Published: August 22, 2017

    The 7 Most Common Drinking Water Myths & Facts

    Water is the most essential part of our lives. Every living being must consume a certain amount of water every day for basic bodily functions and to maintain optimal health. Plumbing and public drinking water utilities have been a part of our society for centuries, so it’s only logical that some misconceptions about drinking water would blossom in a fast-paced culture that values information.

    However, if you believe the most common water myths you may be inadvertently putting yourself at risk to be chronically dehydrated. Even if this is not the case, busting these myths will give you a more accurate understanding of the role drinking water plays in your life.
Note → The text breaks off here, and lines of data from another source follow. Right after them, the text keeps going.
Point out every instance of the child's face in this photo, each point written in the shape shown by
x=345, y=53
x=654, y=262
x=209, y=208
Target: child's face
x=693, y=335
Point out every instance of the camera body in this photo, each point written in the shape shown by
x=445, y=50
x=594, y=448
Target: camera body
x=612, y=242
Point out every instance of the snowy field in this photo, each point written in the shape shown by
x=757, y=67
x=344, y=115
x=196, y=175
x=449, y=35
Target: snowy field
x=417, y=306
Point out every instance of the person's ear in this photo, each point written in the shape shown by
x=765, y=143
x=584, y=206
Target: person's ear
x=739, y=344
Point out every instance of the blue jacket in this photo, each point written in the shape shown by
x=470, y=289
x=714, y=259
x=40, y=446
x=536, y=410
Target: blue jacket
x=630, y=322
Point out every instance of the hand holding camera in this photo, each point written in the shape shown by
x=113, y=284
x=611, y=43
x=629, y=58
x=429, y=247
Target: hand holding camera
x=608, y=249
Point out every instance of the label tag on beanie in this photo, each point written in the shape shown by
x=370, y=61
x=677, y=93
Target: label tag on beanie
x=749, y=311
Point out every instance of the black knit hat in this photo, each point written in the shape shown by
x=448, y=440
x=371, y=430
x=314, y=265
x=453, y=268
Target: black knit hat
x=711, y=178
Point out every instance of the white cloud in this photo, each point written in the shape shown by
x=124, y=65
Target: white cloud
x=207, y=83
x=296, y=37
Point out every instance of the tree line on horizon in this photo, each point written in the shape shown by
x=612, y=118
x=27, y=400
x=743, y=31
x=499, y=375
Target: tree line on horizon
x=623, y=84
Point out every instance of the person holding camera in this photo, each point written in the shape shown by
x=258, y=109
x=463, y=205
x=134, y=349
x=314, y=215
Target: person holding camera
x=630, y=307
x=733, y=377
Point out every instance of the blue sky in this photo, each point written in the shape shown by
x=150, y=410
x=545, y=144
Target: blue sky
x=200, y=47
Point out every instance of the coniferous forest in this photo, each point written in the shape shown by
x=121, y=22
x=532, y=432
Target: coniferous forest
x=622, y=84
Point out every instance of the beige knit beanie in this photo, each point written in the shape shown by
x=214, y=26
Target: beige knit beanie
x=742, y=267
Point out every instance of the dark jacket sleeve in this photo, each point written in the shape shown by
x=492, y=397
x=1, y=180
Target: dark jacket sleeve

    • There is no one-size-fits-all standard for the amount of water you should drink every day. The common advice of drinking eight glasses of water per day could be too little or too much based on many factors including your weight and amount of exercise. Use our hydration calculator to get a more accurate number, and to be safe consult your primary care doctor.
    • Coconut water is not a better drink for recovery than plain water. Coconut water can have potassium levels that are dangerous for those with kidney disorders, and the data doesn’t show that coconut water is more replenishing than filtered tap water after a strenuous workout.
    • Contrary to popular belief, you can overhydrate, especially if you’re a first-time or beginner runner. Drinking too much water can lower the amount of sodium in your body. This can cause you to pass out or become confused, and in extreme cases can cause death.
    • You should drink water throughout the day to stay hydrated, even if you don’t exercise regularly. You may believe drinking tea or soda throughout the day is enough to stave off dehydration, but skipping the water can lead to mild dehydration and unwanted side effects, like stinky breath and crankiness.
    • Drinks enhanced with electrolytes are not necessarily a great option after a workout. It is true that sometimes you need to reintroduce electrolytes into your system, but the popular sports drinks often contain high levels of high fructose corn syrup, dextrose, and sugar. These compounds can cause diabetes and can cause blood sugar to rise. Drink them sparingly, and stick with water.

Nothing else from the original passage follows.